How can I apply SMOTE for multi-class Classification of NSL-KDD data set in RapidMiner?

YeshSWJTU
YeshSWJTU New Altair Community Member
edited November 5 in Community Q&A
I am working on feature selection in  Network Intrusion Detection System (NIDS) using  NSL-KDD
data set.
How can I apply SMOTE for multi-class Classification of NSL-KDD data set in RapidMiner?

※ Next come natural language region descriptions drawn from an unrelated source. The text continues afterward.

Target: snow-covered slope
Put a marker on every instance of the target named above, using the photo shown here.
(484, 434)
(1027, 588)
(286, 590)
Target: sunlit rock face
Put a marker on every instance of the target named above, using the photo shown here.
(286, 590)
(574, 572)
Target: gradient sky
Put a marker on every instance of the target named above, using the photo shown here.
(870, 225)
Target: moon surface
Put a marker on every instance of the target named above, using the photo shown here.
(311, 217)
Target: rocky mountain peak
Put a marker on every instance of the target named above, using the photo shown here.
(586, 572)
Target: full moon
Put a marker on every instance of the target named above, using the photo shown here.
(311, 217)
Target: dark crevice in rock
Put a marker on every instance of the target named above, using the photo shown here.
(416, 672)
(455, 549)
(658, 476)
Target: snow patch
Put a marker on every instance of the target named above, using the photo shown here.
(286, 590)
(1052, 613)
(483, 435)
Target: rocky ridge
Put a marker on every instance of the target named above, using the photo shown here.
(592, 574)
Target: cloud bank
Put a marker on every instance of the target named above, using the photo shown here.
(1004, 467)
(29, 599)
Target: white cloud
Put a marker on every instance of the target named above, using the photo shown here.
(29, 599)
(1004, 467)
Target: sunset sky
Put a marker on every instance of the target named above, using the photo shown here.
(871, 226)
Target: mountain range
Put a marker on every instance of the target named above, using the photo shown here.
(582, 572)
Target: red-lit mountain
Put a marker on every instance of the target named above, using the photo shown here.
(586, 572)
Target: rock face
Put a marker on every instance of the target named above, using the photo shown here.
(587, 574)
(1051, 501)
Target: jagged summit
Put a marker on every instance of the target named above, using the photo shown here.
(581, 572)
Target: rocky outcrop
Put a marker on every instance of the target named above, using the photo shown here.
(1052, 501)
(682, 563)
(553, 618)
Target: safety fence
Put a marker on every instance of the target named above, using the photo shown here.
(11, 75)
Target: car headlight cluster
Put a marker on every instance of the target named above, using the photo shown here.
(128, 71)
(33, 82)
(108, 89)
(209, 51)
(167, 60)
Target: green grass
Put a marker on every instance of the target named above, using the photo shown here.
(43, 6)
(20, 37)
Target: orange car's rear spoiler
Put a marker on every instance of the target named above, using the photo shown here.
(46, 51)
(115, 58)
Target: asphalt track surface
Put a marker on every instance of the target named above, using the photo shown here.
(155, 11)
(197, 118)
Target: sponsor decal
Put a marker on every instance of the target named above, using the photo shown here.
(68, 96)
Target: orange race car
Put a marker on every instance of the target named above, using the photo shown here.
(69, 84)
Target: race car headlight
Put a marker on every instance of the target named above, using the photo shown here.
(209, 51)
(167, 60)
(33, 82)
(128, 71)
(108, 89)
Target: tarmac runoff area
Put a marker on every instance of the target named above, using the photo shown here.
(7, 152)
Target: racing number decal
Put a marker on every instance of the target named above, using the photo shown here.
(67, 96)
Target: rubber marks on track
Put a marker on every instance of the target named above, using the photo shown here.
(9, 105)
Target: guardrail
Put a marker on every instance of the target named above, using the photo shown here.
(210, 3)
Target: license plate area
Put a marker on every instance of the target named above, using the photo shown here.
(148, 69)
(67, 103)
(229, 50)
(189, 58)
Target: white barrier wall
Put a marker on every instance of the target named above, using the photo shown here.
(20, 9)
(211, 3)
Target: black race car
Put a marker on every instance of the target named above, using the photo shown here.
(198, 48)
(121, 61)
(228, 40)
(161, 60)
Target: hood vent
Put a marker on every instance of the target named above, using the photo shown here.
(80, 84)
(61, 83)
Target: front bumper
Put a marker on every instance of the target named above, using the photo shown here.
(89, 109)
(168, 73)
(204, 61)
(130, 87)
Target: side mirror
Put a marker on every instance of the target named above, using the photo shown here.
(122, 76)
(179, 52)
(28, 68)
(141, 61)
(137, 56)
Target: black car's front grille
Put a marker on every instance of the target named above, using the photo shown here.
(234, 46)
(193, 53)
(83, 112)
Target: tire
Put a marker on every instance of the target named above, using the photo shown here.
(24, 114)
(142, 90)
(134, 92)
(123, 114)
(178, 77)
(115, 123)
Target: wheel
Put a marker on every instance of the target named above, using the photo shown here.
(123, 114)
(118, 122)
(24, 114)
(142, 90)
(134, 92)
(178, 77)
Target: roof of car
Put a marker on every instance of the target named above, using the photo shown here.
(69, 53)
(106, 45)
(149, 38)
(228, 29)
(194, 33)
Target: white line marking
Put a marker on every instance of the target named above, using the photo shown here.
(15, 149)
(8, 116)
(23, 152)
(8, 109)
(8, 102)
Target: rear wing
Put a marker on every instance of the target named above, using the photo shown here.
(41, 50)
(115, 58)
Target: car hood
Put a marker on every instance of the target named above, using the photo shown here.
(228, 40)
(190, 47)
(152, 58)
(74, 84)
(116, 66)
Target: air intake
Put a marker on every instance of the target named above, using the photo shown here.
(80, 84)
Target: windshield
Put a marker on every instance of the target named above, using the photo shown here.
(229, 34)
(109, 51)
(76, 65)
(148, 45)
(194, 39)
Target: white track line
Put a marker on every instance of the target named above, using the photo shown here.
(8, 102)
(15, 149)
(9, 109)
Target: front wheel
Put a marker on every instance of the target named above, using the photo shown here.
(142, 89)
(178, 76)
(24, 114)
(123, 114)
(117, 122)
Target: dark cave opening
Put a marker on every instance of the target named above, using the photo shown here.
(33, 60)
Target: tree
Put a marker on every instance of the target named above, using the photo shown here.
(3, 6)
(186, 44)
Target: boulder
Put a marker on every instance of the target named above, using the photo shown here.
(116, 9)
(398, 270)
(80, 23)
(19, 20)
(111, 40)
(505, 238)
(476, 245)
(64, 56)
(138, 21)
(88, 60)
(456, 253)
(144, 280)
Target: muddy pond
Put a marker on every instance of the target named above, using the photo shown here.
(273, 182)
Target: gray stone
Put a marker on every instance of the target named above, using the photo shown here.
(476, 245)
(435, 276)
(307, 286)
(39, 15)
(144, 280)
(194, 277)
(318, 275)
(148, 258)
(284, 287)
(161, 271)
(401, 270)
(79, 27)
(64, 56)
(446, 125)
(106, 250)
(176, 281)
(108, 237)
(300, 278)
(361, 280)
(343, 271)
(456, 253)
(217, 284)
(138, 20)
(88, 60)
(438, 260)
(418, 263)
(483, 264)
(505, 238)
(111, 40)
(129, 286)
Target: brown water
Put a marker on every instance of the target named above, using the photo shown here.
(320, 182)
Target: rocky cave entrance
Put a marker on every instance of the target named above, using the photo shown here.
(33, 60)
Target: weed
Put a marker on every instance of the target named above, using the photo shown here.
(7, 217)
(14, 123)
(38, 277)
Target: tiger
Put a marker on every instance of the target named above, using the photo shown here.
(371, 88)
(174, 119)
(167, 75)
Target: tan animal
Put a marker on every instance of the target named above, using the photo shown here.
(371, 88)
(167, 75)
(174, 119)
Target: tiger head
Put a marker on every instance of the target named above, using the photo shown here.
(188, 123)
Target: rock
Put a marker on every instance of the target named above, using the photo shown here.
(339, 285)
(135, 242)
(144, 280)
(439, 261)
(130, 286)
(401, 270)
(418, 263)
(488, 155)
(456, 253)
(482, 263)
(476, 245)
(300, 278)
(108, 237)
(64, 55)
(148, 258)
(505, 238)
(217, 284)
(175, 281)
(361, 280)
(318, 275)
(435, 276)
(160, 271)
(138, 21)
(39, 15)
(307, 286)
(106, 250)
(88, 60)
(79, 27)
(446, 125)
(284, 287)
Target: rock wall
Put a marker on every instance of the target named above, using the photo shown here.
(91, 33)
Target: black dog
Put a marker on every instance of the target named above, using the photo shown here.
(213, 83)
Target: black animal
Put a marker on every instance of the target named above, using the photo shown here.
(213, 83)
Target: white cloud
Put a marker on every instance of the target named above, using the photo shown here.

In NSL-KDD data set, there are five classes Normal, DoS, Probe, U2R and R2L. But the classes are extremely imbalanced specially U2R and R2L. I am trying to balance this data set using SMOTE and to dynamically balance the data set. But i am getting problem to solve using rapid miner. I can apply SMOTE using WEKA but, i need to balance dynamically using RapidMiner. I need your help Thank you

Answers

  • Telcontar120
    Telcontar120 New Altair Community Member
    There is a SMOTE Upsampling operator for RapidMiner in the Operator Toolbox, which you will need to install from the extension marketplace (it is free).  You might also consider using weighting instead of upsampling depending on the ML algorithm you intend to use.  There are several suitable weighting operators available in the base Studio installation.
  • YeshSWJTU
    YeshSWJTU New Altair Community Member
    edited May 2020
    Telcontar120 Thank you for your response. I tried SMOTE Upsampling  but it is not supporting to balance multiple minority classes. It works  for binary classification. I will check the weighting operators if it works. thank you
  • MartinLiebig
    MartinLiebig
    Altair Employee
    Hi @YeshSWJTU,
    did you try to set the minority class manually in SMOTE?

    Best,
    Martin
  • YeshSWJTU
    YeshSWJTU New Altair Community Member
    mschmitz  I tried to set manually but neither it detect the minority class automatically nor it works manually (for binary classification). There is no option for multiple minority classes. Thank you!